Um livro que nos põe a ver as estrelas com os sem-abrigo

Em vez de um lançamento tradicional, este sábado, a autora Maria Inês Almeida e o filho José pedem ajuda aos leitores para preparar refeições para os sem-abrigo.

Ao longo dos últimos anos, o filho de Maria de Inês Almeida foi-lhe dando, "sem ele saber", muitas ideias para os livros que ela tem escrito. Desta vez, foi propositado. A mãe perguntou-lhe: "Sobre o que vai ser o próximo livro?". E José, que tem agora 11 anos, respondeu: "Sobre os sem-abrigo". E assim foi. O livro Sem Abrigo, assinado por Maria Inês Almeida com o filho José Almeida de Oliveira, com ilustrações de Cádia Vidinhas, foi agora editado pela Nuvem de Letras.

"Achei bastante curioso que ele tivesse escolhido este tema e achei que poderíamos fazer um livro muito bonito", conta Maria Inês Almeida, autora, por exemplo, da coleção Diário de uma miúda como tu. É verdade que, nos últimos anos, por altura do Natal, a família já tinha por hábito "fazer umas compras especiais" e distribuí-las por pessoas que vivem na rua. "É uma coisa que fazemos em família, sem ligação a qualquer instituição. Vamos juntos e conversamos com as pessoas. Penso que essa experiência marcou o José de alguma forma", explica.

Foi assim, a quatro mãos, que nasceu esta história de um menino que achava que as pessoas viviam na rua porque gostavam de ver as estrelas e, por isso, eram umas sortudas por poderem fazê-lo durante toda a noite, em vez de estarem em casa com as janelas fechadas. Até que um dia ele descobre que, afinal, são pessoas como ele, que só querem uma casa, um emprego, uma vida a nova.

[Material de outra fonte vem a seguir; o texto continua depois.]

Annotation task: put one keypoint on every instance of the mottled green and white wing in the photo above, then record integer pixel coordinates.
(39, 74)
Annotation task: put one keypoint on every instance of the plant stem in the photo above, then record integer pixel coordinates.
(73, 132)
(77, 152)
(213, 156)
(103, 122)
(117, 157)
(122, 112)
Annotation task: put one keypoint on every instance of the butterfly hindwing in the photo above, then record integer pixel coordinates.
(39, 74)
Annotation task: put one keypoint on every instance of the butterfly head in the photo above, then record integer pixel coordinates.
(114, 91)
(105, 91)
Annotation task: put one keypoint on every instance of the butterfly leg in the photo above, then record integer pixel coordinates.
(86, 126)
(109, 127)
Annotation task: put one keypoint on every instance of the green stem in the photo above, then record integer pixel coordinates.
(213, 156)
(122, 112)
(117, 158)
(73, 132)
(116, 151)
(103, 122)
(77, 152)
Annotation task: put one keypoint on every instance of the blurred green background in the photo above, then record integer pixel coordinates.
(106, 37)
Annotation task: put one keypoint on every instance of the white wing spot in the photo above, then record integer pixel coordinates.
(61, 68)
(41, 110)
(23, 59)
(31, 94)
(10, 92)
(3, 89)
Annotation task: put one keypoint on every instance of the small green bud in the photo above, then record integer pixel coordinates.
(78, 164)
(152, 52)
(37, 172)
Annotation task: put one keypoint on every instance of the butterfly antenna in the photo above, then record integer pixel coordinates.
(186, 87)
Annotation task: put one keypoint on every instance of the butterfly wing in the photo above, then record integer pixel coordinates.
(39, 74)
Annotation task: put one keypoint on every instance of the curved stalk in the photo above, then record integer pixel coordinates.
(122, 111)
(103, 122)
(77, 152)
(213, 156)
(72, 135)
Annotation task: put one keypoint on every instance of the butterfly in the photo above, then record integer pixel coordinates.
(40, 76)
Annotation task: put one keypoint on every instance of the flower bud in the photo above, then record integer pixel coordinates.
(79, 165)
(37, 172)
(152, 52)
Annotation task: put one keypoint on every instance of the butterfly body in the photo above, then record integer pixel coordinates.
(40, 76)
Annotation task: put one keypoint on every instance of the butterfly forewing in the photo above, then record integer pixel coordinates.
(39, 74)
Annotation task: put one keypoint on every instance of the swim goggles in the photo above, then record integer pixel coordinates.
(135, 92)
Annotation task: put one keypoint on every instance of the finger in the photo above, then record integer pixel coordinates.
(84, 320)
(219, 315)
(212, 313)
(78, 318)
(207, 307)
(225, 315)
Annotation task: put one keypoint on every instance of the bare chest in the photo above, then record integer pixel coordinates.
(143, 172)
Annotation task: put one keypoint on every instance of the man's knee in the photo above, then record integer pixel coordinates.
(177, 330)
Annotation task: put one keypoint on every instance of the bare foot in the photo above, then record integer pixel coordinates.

"Fomos estruturando o livro os dois, quase como num workshop", explica a escritora. Esta é já a segunda vez que José escreve um livro com a mãe, a primeira tinha sido com o livro Quando a minha irmã nasceu , que falava precisamente do nascimento da irmã Francisca, dos ciúmes que são habituais e de como o amor dos pais vai sempre crescendo à medida que nascem mais filhos.

Neste caso o tema era um bocadinho mais duro: "É uma realidade difícil de explicar às crianças, mas é importante que o façamos. E que eles aprendam desde muito cedo que todos podemos fazer alguma coisa para ajudar." A ideia é, precisamente, despertar as consciências dos mais pequenos.

Também por isso, em vez de um lançamento tradicional, a autora optou por organizar uma iniciativa solidária: este sábado, das 9 às 11, os autores vão estar na Comunidade Vida e Paz a preparar refeições que depois serão distribuídas pela associação no fim-de-semana. "Gostávamos muito que viessem muitas crianças, muitas famílias. Podem trazer alimentos, mantas, roupa, o que quiserem partilhar."

José também vai lá estar. E, embora este tenha acabado de ser publicado, ele já perguntou à mãe: "Quando é que começamos a pensar no próximo livro?"